A witness who was fishing on the opposite side of Plum Island's jetty reported he saw the boat accelerate toward the jetty as if intending to "jump" the series of jagged rocks. But Russell Hilliard, who is Coellner's uncle and the presumed owner of the boat, told police the group saw the jetties only as they got up close to them and were carried by a tidal surge into them.
It's hoped that clues can be found in the hull of the boat, which could be lying in a deep section of the river known as "the hole," according to Tow Boat US operator Michael Goodridge. Though state police said they had located the boat on the ocean floor Thursday morning, Goodridge thinks what they actually located was the deck and pulpit of the boat that he pulled from 50 feet of water yesterday.
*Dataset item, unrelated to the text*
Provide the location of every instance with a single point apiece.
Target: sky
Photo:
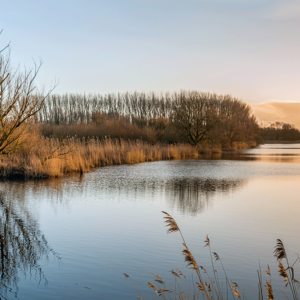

Goodridge said the top deck section police located has been moving with the tides since the accident, after it was ripped from the hull due to wave and current activity. He plans to go out today and dive again along the outskirts of the jetty in search of that boat section.
"It's a big ocean," Goodridge said. "The hull wouldn't be moving. I'd say it has to be in a certain part of the river to have the wave action tear it apart like this."
Salisbury police will continue their investigation. They're in a holding pattern for now, said L'Esperance, who acknowledged yesterday the toll these unanswered questions have on the family and friends of Coellner.
"We've done everything we can do at this point," he said. "It's very unfortunate for the family."